Autumn has truly arrived, and it is time to think about what you can do get your finances in shape for the end of the year. You should be building on some of the items from September’s financial checklist, and adding a few more items for the month of October:
If you filed for an extension for your tax return, the reckoning has arrived. Your tax return needs to be filed by October 15 (you should already have what you think you owe in taxes). Continue your efforts to incorporate year-end tax deductions and credits to reduce your tax liability. It is also a good time to start organizing your paperwork. Spend a few minutes each week making sure you have your documents organized so that you are better prepared — and less stressed — come tax time.
2. Rebalance Your Portfolio
Look at your investment portfolio and determine whether you need to rebalance. Your asset allocation may have strayed from what you would like, or it may no longer be meeting your needs. Maybe you have investments that have gone up and might be considered richly valued that you may want to cash out. If you have funds, check to make sure that they are still what you want, and that there isn’t too much overlap between holdings in each fund. Now is a great time to examine your investments, and decide what needs to go.
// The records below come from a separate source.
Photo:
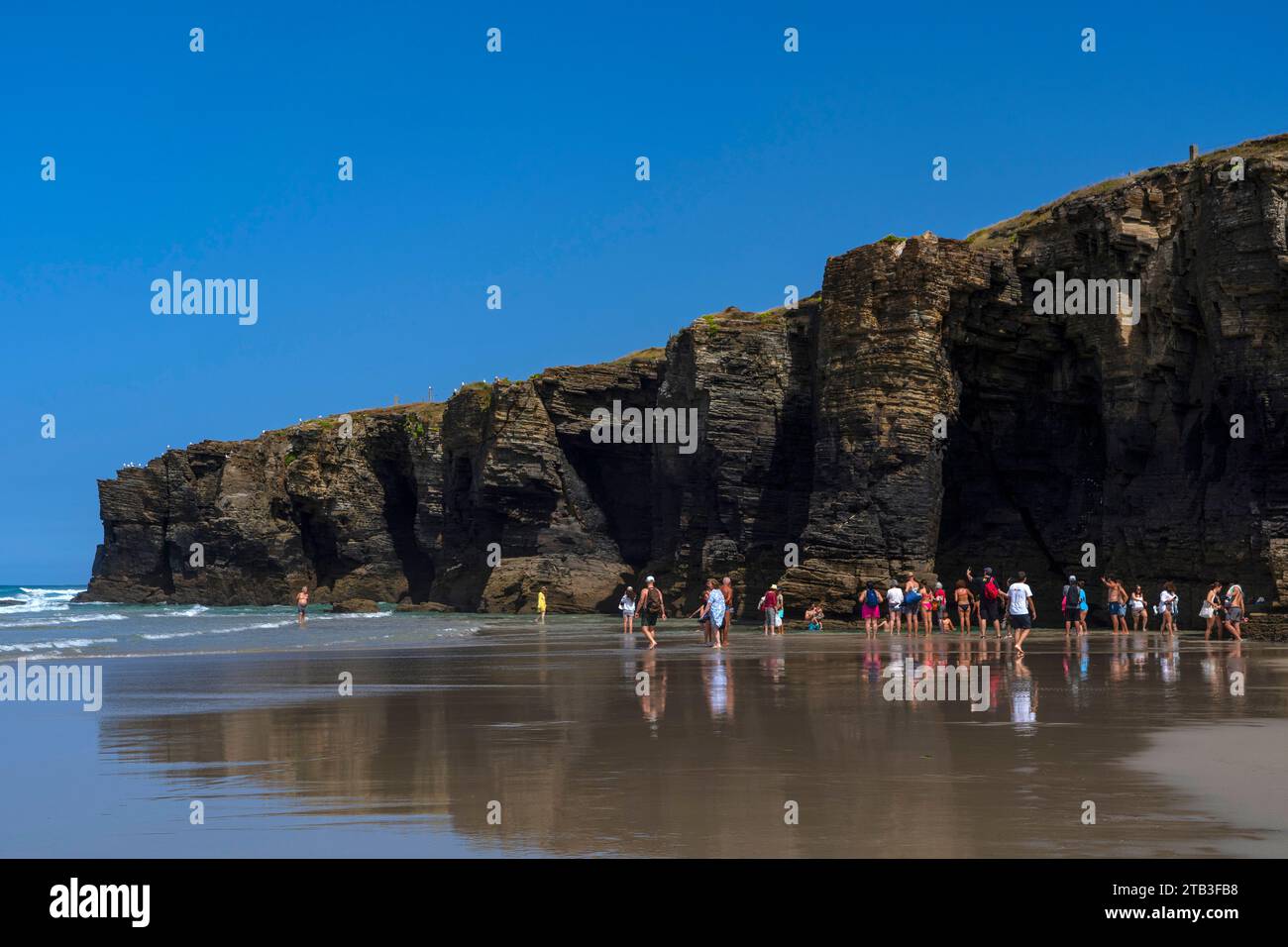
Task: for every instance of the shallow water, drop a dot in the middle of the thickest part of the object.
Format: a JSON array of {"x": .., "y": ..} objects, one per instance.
[{"x": 549, "y": 724}]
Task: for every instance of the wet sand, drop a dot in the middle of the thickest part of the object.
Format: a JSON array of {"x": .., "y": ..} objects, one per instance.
[{"x": 550, "y": 725}]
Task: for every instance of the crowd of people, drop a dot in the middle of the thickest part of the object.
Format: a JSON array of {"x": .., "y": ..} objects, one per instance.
[{"x": 982, "y": 602}]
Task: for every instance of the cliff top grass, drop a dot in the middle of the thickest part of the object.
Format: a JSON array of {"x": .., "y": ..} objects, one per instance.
[{"x": 1008, "y": 231}]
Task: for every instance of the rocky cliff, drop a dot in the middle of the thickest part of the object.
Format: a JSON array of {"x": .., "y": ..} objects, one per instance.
[{"x": 918, "y": 414}]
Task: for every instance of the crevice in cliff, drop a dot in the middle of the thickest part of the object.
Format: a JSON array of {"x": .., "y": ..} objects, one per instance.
[{"x": 397, "y": 476}]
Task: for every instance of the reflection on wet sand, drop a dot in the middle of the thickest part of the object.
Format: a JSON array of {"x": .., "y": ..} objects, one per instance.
[{"x": 595, "y": 745}]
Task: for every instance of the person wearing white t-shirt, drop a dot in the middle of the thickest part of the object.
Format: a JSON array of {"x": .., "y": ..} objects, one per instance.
[
  {"x": 1167, "y": 600},
  {"x": 1020, "y": 609},
  {"x": 894, "y": 598}
]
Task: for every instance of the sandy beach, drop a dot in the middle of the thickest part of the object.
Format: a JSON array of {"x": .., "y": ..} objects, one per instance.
[{"x": 550, "y": 724}]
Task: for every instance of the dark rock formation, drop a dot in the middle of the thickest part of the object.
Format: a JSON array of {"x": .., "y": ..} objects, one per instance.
[
  {"x": 355, "y": 605},
  {"x": 818, "y": 463},
  {"x": 423, "y": 607}
]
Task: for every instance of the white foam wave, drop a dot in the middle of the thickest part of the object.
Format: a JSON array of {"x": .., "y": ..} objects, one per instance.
[
  {"x": 56, "y": 646},
  {"x": 68, "y": 620}
]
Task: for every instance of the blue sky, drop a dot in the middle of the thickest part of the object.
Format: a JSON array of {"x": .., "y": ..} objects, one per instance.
[{"x": 515, "y": 169}]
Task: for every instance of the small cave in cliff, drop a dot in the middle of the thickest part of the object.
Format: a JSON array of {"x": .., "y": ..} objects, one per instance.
[
  {"x": 1024, "y": 464},
  {"x": 317, "y": 536},
  {"x": 397, "y": 476},
  {"x": 619, "y": 479}
]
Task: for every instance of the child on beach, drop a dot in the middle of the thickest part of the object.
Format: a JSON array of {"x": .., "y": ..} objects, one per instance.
[
  {"x": 871, "y": 608},
  {"x": 627, "y": 608},
  {"x": 965, "y": 604},
  {"x": 945, "y": 624}
]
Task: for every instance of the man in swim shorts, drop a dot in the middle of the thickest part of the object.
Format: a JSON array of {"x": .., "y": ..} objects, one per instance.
[{"x": 655, "y": 608}]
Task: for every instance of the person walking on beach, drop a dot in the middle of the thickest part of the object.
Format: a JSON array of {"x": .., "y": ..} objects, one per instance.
[
  {"x": 944, "y": 620},
  {"x": 871, "y": 609},
  {"x": 911, "y": 603},
  {"x": 814, "y": 617},
  {"x": 1138, "y": 613},
  {"x": 1167, "y": 600},
  {"x": 726, "y": 590},
  {"x": 1211, "y": 609},
  {"x": 991, "y": 605},
  {"x": 977, "y": 598},
  {"x": 655, "y": 608},
  {"x": 1070, "y": 605},
  {"x": 627, "y": 608},
  {"x": 1020, "y": 609},
  {"x": 1234, "y": 611},
  {"x": 965, "y": 604},
  {"x": 769, "y": 605},
  {"x": 1117, "y": 603},
  {"x": 702, "y": 612},
  {"x": 894, "y": 602},
  {"x": 713, "y": 609}
]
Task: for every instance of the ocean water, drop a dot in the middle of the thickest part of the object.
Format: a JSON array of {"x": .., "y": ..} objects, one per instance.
[{"x": 47, "y": 624}]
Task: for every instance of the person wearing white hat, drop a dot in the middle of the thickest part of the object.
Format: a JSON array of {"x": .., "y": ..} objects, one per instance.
[
  {"x": 771, "y": 604},
  {"x": 653, "y": 608}
]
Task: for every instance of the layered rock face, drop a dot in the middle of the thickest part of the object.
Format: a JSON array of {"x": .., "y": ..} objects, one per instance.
[{"x": 919, "y": 414}]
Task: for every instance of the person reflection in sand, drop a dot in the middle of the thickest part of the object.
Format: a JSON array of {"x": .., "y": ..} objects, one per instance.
[
  {"x": 717, "y": 682},
  {"x": 652, "y": 692},
  {"x": 1024, "y": 694}
]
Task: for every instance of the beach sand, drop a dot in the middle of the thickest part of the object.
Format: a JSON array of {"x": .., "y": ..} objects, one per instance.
[{"x": 550, "y": 725}]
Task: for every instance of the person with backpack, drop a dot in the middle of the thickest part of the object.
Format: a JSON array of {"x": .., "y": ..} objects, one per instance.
[
  {"x": 977, "y": 595},
  {"x": 655, "y": 608},
  {"x": 911, "y": 603},
  {"x": 871, "y": 609},
  {"x": 1070, "y": 604},
  {"x": 894, "y": 604},
  {"x": 941, "y": 618},
  {"x": 1020, "y": 609},
  {"x": 1234, "y": 611},
  {"x": 991, "y": 605},
  {"x": 627, "y": 608}
]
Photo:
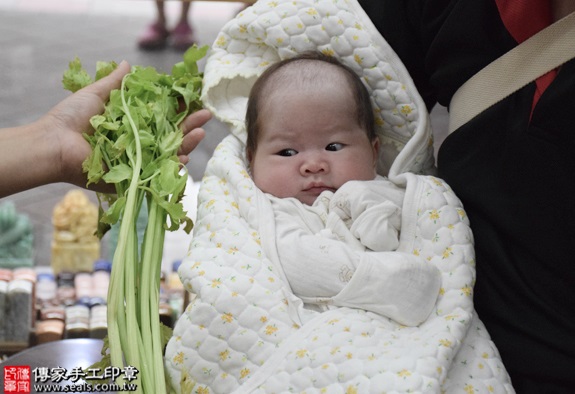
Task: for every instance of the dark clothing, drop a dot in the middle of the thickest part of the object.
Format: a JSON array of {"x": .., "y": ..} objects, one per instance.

Remember: some investment losses are tax deductible.
3. Prepare for Open Enrollment
For many companies, now is open enrollment for health plans. Between health care reform and a shift by companies toward more high deductible plan options, you are likely to have a little more reading to do this year. Carefully consider your health insurance needs, and decide whether or not you might need to make changes. Consider dropping some coverage, or adding new coverage. Carefully compare your options, and make sure you understand what you are getting. If you don’t have a high deductible plan paired with a health savings account, you might consider it, since for some it can save a great deal of money in health care costs.
4. Emergency Preparedness
This month, consider your emergency preparedness. Look to your emergency savings account to see whether it has been depleted. If so, create a plan to get it back up to snuff. If you don’t have an emergency savings account, now is a great time to start one up. You should also consider your liquid assets, and whether ready cash is to hand. Also, think about such things a food storage and emergency supplies (batteries, radio, first aid kit, etc.) and decide whether you might begin to acquire supplies. This way, you are ready for unexpected problems.
5. Holiday Planning
It’s a great time to begin planning for the holiday season, if you haven’t already. Consider whether or not you will be entertaining, what gifts you plan to buy, and decorations you will purchase. Try to estimate costs. Begin now to set money aside to pay for holiday spending, so that it is not such a shock to your wallet. Having a good idea of what to expect can prevent you from relying too much on debt this holiday season.